I’m not sure how Vanessa Hudgens got the job as Queen of Netflix Christmas—the last thing I saw her in was Spring Breakers—and yet here she is, somehow serenely untroubled by the absolute ridiculousness of her surroundings. Josh Whitehouse, who plays Cole, is a floppy big-shouldered kind of cute without being the very specific sort of cookie-cutter catalog model handsome you see in a lot of these movies, and his comedic timing is good. He constantly refers to the woman who time-warped him into 2019 as “old crone,” not in a rude way, exactly, just in the way you might say, “excuse me, ma’am?” when trying to get the attention of someone who’d dropped her MetroCard. At one point, he stands in the grocery store behind Brooke and begins sampling the dinner rolls, which he finds unacceptable. It’s not exactly high-level humor. Really, it’s more like something you’d watch a teenager do on TikTok. And you know what? It’s funny!

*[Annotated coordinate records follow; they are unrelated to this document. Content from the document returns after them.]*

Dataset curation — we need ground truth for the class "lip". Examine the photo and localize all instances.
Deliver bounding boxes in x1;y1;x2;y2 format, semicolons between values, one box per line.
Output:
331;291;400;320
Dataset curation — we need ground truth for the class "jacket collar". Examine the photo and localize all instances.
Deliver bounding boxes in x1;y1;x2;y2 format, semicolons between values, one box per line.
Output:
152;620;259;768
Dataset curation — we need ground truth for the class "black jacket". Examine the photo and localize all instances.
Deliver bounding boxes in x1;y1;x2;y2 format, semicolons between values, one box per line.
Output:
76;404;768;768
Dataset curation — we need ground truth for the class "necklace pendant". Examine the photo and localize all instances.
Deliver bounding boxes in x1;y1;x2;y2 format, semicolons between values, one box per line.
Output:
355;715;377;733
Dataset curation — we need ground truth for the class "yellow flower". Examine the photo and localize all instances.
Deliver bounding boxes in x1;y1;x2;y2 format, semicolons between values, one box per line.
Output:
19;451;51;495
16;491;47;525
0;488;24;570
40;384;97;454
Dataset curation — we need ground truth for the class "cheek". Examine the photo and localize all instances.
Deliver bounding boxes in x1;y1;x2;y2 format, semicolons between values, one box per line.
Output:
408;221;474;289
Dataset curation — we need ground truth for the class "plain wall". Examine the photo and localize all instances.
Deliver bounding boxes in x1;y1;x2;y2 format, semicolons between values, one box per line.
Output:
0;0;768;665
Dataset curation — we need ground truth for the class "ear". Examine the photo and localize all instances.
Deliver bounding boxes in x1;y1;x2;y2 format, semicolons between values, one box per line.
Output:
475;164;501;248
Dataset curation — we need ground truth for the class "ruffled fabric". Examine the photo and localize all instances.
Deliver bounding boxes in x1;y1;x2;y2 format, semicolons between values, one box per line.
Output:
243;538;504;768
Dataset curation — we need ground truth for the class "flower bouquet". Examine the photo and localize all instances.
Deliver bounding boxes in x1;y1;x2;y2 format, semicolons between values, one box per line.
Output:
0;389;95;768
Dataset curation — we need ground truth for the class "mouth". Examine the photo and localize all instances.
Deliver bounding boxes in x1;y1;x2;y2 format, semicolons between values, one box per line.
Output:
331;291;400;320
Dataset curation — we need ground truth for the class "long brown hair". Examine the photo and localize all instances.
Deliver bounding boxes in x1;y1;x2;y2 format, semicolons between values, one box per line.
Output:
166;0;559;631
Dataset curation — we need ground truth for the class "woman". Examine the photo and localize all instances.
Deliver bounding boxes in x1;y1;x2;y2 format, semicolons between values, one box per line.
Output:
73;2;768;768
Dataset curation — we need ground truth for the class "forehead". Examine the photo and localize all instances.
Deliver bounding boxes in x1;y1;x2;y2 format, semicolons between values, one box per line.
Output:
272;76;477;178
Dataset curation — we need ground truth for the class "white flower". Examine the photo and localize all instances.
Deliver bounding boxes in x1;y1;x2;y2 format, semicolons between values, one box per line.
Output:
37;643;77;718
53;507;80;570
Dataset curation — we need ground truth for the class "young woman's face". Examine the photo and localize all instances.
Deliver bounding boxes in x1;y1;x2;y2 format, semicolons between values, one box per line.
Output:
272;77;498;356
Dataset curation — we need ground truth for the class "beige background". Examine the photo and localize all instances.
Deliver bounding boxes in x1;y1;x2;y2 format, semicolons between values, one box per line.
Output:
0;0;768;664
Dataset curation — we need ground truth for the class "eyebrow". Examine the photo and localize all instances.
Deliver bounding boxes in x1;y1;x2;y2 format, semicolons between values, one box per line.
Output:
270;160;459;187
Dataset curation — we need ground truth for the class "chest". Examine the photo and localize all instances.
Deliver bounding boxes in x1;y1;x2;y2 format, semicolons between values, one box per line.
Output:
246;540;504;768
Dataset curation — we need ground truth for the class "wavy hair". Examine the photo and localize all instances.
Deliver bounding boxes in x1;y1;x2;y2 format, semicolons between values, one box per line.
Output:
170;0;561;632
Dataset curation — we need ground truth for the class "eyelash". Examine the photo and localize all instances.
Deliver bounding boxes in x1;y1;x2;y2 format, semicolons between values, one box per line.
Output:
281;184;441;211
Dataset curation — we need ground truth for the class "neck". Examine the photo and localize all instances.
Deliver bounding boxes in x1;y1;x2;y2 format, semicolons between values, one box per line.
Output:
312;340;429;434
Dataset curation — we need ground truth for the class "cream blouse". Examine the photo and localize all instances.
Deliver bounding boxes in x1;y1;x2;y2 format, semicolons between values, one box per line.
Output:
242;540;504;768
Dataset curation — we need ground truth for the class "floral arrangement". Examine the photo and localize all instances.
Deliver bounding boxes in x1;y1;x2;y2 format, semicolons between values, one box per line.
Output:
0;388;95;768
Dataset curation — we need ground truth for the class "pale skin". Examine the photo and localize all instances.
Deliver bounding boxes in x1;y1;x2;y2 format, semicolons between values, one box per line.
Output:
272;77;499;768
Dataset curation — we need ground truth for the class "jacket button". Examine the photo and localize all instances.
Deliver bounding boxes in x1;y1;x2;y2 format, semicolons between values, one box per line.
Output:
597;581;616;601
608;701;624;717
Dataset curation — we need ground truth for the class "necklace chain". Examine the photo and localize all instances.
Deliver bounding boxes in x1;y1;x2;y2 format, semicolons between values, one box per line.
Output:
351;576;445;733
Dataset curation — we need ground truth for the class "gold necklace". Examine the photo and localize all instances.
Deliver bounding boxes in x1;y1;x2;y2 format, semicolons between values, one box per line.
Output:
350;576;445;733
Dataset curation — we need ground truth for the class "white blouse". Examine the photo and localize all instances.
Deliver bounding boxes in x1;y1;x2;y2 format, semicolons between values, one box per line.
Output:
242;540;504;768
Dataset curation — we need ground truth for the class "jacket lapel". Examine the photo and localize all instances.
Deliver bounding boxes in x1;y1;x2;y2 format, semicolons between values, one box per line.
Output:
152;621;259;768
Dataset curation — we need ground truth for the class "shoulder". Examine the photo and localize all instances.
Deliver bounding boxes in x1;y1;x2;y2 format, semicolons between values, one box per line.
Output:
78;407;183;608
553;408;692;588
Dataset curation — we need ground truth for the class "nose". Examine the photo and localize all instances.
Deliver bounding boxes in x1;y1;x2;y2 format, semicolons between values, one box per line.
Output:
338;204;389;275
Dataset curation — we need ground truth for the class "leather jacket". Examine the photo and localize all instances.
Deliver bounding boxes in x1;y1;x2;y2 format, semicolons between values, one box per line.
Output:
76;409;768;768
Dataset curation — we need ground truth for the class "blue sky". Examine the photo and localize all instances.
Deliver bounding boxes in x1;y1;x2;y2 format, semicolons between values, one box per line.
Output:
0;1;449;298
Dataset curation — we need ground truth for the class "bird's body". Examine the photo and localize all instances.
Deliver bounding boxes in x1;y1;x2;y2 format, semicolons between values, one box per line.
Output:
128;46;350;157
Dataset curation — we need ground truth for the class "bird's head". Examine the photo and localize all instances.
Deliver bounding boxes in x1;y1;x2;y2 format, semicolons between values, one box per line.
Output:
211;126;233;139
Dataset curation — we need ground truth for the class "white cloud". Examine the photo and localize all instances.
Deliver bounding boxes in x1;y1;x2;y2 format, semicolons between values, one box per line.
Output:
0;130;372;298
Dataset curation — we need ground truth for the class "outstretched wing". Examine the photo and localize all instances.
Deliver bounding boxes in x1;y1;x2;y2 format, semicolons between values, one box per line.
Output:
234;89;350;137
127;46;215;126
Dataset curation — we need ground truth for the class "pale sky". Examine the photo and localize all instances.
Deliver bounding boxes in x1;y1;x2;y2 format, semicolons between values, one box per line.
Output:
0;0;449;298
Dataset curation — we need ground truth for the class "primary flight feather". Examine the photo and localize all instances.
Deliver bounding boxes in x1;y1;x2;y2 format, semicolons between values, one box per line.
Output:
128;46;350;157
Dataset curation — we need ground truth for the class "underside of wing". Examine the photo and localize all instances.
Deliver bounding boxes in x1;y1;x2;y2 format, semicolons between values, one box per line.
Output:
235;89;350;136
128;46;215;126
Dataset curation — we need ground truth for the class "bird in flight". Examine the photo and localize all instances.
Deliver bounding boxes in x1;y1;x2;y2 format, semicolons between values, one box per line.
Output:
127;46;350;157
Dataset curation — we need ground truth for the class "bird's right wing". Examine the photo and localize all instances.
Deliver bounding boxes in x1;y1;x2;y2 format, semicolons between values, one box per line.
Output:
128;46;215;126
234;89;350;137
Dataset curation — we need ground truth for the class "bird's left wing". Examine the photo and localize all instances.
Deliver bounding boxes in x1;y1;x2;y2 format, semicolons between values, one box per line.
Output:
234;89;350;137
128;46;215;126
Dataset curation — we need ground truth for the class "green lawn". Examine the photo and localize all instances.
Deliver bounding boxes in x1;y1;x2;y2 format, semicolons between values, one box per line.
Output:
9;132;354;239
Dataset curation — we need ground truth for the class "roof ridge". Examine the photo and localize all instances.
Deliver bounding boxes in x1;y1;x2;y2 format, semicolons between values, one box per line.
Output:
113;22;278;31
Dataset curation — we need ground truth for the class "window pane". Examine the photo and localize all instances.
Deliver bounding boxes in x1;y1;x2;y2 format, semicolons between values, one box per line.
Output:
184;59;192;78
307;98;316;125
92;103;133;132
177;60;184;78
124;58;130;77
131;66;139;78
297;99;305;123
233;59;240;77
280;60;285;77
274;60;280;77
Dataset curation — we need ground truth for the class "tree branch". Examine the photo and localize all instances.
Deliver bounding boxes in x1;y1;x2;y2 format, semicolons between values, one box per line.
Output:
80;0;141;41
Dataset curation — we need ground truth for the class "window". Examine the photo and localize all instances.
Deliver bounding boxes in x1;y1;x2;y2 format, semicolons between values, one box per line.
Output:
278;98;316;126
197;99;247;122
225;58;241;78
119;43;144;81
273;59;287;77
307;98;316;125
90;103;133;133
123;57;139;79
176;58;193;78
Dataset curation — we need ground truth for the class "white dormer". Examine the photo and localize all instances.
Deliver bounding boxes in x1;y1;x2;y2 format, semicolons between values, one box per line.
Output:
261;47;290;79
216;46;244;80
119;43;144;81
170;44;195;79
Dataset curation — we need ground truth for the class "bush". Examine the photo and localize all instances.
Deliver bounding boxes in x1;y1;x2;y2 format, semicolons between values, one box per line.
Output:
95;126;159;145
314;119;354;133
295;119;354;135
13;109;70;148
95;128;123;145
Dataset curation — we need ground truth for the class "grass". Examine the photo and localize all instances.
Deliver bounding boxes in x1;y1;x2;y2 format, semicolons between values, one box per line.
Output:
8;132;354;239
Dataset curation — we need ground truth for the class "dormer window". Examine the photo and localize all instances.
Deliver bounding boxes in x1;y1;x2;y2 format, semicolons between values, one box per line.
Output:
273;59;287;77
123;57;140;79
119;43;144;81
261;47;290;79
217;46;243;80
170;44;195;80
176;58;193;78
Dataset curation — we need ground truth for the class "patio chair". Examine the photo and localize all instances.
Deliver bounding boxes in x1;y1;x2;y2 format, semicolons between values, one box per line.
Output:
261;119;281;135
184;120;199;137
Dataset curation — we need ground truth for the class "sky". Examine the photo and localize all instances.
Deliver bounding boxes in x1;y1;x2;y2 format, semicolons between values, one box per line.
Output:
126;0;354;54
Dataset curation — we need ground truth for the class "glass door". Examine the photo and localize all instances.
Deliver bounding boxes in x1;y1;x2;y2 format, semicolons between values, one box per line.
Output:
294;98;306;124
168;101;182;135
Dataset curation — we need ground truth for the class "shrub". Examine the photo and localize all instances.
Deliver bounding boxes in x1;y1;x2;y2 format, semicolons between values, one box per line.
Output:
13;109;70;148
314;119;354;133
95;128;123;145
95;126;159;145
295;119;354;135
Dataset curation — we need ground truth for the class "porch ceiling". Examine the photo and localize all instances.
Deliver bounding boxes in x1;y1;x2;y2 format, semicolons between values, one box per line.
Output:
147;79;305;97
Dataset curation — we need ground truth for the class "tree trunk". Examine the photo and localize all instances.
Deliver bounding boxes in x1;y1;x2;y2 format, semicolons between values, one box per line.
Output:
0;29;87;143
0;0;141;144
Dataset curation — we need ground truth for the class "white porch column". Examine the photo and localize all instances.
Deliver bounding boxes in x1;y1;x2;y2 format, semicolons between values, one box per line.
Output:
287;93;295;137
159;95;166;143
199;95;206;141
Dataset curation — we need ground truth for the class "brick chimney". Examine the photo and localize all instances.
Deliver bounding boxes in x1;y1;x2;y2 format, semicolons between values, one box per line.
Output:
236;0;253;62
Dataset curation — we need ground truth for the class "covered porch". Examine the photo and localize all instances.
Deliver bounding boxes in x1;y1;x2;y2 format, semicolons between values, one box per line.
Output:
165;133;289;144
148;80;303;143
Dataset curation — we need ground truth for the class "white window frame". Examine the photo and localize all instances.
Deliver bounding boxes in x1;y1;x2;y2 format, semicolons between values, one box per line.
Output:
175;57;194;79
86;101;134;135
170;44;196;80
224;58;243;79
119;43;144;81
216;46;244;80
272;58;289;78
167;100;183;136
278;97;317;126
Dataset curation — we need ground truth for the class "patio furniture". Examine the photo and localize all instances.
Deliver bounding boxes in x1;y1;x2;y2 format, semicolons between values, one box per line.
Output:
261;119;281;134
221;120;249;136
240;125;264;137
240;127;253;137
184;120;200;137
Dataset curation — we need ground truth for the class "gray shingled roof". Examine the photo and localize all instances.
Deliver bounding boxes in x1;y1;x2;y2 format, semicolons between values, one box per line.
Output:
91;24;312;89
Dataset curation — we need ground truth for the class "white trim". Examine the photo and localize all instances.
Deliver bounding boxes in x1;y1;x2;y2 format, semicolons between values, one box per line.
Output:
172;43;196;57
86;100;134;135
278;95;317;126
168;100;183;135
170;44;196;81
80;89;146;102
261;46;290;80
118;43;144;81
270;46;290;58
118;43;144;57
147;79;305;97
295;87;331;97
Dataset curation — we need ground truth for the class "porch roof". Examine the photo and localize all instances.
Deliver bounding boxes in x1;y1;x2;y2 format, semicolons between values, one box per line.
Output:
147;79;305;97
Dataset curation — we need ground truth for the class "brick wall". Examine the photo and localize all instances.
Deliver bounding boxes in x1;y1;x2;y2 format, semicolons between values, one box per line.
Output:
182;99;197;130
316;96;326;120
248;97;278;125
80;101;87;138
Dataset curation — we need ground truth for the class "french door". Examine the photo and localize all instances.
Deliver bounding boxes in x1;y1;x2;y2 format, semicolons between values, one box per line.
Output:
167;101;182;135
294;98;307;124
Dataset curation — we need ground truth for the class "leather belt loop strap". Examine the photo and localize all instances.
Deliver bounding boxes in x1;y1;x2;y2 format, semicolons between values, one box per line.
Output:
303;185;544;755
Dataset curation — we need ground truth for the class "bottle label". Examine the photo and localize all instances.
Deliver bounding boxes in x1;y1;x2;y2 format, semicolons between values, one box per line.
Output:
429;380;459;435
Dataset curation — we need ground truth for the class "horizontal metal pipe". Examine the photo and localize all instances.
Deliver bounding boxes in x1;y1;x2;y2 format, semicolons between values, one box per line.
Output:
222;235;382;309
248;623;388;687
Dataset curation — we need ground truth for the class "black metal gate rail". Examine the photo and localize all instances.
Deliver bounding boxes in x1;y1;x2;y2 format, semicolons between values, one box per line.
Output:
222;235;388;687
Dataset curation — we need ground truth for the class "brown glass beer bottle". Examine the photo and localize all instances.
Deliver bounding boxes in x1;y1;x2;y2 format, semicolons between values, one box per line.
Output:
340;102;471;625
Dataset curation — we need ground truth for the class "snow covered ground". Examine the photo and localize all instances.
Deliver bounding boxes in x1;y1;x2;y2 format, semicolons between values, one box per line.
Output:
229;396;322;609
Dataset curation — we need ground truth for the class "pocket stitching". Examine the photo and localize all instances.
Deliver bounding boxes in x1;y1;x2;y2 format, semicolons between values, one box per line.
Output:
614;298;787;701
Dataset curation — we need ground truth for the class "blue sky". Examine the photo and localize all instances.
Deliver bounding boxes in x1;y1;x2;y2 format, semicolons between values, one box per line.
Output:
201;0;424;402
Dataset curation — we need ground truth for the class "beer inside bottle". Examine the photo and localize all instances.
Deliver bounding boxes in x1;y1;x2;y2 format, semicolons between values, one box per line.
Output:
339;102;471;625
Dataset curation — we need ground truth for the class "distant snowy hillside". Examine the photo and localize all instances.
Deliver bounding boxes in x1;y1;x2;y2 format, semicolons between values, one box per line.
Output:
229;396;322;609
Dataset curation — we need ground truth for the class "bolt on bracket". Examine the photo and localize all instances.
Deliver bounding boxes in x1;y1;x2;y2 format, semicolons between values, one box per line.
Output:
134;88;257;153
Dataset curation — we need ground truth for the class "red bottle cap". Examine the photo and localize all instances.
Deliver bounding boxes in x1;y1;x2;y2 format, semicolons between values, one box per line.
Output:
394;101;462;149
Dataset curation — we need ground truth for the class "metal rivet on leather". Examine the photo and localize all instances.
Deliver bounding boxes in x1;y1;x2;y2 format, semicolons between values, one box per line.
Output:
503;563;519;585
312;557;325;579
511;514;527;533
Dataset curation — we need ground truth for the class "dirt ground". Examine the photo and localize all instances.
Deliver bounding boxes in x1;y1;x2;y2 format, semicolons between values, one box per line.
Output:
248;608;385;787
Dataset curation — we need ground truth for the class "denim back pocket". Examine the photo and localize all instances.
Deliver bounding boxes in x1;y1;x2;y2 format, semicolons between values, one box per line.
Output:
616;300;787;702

That’s the thing: This movie is goofy and knows it. At one point, the town Santa gives Cole a little pep talk about faith and Christmas, which our hero takes at face value. As Cole walks off, Santa mutters to himself, “Damn, I’m good,” which I choose to read as a self-aware joke about all the treacly real Santas from Hallmark movies, despite the fact that the director, Monika Mitchell, has made multiple movies for the channel. He also suggests at one point that he might open a bakery, which also feels like some light clowning of the conventions of the genre. Yes, this movie does eventually pivot to the entire town raising money to do Christmas for a struggling family, which feels like a brief detour into Dr. Quinn, Medicine Woman. But it’s also dramatically hornier than anything that’s ever been on Hallmark. This is in keeping with the tradition of the old-school romance trope, which grew out of the old-school medieval romance, which was absolutely part of the bodice-buster canon; these were the type of books where someone could at any point begin having sex on some sort of fur pelt.) At one point, they have a conversation with Brooke’s neighbor as Cole stands there in his knightly undershirt, which is so translucent you can get a little sense of nipple and the clear line of his flank.
Let me sum this movie up for you: At one point, they turn on the TV and another Netflix Christmas movie (specifically, the one featuring Rob Lowe and Kristin Davis in Africa at an elephant sanctuary, for some completely mystifying reason) is playing. Also, eventually he goes back to the 14th century, says goodbye to his brother, and returns with his horse, basically just so the couple can trot off into the Christmasy sunset. None of it makes any sense, and it’s fine. In fact, I love it!